The Ccr4-Not Complex and yTAF1 (yTaf_II130p/yTaf_II145p) Show Physical and Functional Interactions

Cécile Deluen, Nicole James, Laurent Maillet, Miguel Molinete, Grégory Theiler, Marc Lemaire, Nicole Paquet, and Martine A. Collart^*

Département de Biochimie Médicale, CMU, 1211 Geneva 4, Switzerland

Received 9 May 2002/ Returned for modification 20 June 2002/ Accepted 2 July 2002

The Saccharomyces cerevisiae Ccr4-Not complex is a global regulator of transcription that is thought to regulate TATA binding protein (TBP) function at certain promoters specifically. In this paper, we show interactions between the essential domain of Not1p, which interacts with Not4p and Not5p, and the N-terminal domain of yTAF1. We isolated a temperature-sensitive nonsense allele of TAF1, taf1-4, which is synthetically lethal at the permissive temperature when combined with not4 and not5 mutants and which produces high levels of a C-terminally truncated yTAF1 derivative. Overexpression of C-terminally truncated yTAF1 is toxic in not4 or not5 mutants, whereas overexpression of full-length yTAF1 suppresses not4. Furthermore, mutations in the autoinhibitory N-terminal TAND domain of yTAF1 suppress not5, and the overexpression of similar mutants does not suppress not4. We find that, like Not5p, yTAF1 acts as a repressor of stress response element-dependent transcription.
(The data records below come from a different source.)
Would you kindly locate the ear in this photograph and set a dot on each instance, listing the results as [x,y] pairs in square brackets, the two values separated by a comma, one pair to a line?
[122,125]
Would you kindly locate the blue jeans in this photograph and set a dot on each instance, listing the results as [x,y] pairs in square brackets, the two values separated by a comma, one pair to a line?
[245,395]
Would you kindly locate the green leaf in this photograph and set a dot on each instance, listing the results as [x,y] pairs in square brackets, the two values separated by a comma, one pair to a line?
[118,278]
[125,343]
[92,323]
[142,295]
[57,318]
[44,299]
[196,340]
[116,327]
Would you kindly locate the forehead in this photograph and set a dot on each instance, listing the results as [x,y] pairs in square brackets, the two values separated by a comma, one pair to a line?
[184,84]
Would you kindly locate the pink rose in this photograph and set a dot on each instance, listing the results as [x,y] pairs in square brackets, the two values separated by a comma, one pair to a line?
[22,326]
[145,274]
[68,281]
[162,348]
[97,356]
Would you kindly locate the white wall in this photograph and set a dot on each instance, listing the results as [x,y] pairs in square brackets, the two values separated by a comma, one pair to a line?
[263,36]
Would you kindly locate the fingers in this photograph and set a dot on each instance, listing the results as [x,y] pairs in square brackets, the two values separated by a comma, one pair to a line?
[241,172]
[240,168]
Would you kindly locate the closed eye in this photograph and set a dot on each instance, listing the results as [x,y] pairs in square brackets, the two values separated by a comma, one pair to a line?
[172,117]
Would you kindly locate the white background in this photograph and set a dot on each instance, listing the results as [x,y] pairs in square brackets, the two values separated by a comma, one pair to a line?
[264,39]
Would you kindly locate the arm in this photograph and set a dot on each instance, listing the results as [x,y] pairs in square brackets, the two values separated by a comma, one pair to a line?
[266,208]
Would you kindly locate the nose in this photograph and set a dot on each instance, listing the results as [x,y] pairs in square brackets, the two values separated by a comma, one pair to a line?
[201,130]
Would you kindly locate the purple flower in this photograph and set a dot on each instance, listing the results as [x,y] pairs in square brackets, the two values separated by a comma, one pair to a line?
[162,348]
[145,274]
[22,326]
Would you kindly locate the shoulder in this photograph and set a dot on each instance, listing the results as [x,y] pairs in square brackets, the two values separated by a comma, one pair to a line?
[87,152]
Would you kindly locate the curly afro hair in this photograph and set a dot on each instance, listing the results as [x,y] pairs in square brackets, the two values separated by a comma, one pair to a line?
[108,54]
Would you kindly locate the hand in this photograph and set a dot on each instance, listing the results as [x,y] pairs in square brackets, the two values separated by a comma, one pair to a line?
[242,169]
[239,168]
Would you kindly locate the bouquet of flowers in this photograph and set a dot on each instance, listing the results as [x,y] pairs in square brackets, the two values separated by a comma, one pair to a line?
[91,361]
Finally, we have evidence for stress-regulated occupancy of promoter DNA by Not5p and for Not5p-dependent regulation of yTAF1 association with promoter DNA. Taken together with our finding that Not1p copurifies with glutathione S-transferase-yTaf1 in large complexes, these results provide the first molecular evidence that the Ccr4-Not complex might interact with yTAF1 to regulate its association at promoters, a function that might in turn regulate the autoinhibitory N-terminal domain of yTAF1.

Present address: Institut de Biochimie et Génétique Cellulaires, CNRS-UMR5095, 33077 Bordeaux Cedex, France.

Present address: Université Claude Bernard, Unité de Microbiologie et Génétique, Génétique des Levures, 69622 Villeurbanne Cedex, France.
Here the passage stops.